Société

Togo / ATBEF : Des grossesses précoces en milieu scolaire, des chiffres qui inquiètent !

D’après une analyse de

l’Association Togolaise pour le Bien-être Familial (ATBEF), les grossesses précoces ou non désirées en milieu scolaire deviennent un phénomène alarmant au Togo, surtout dans les localités reculées.  C’est une situation qui met un frein au cursus scolaire de la jeune fille et devient un obstacle pour son épanouissement. Cette association engagée dans la formation des jeunes à une vie sexuelle responsable met à jour des statistiques préoccupantes.

Au Togo, 129 cas de grossesse ont été enregistrés au collège entre 2014-2015. Dans ce lot, 44 élèves ont malgré tout poursuivi les cours jusqu’à terme alors que 78 ont abandonné. En outre, 7 cas d’avortement ont été signalés. Le phénomène n’épargne pas non plus les enfants du cours primaire dont l’âge est généralement compris entre 8 et 12 ans. Entre 2009 et 2016, la région centrale a enregistrée à elle seule 559 cas de grossesses.

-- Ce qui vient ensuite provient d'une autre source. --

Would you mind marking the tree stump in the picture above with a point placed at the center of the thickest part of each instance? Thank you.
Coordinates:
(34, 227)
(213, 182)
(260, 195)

« Chaque année, ce sont plus d’une centaine de jeunes filles qui tombent enceinte au cours de leur cursus scolaire et ce, malgré les campagnes de sensibilisation organisées par le ministère de tutelle et les organisations internationales intéressées par le sujet », se désole Hervé Baini, responsable Jeune à l’Association togolaise du bien-être familial (ATBEF). Il reconnait que pour ces jeunes filles, traverser ces moments de stress et d’angoisse sans soutien moral pour la plupart du temps, est une situation difficile.

« C’est pour ça qu’on dispose d’un centre de jeunes où les jeunes sont accompagnés par des spécialistes afin de les aider à traverser des moments pareils », a-t-il indiqué. L’appel est donc lancé au gouvernement d’inscrire dans le canevas scolaire des élèves des heures dédiées à l’éducation sexuelle pour plus de sensibilisation et pour lutter contre le phénomène des grossesses précoces qui prend de l’ampleur.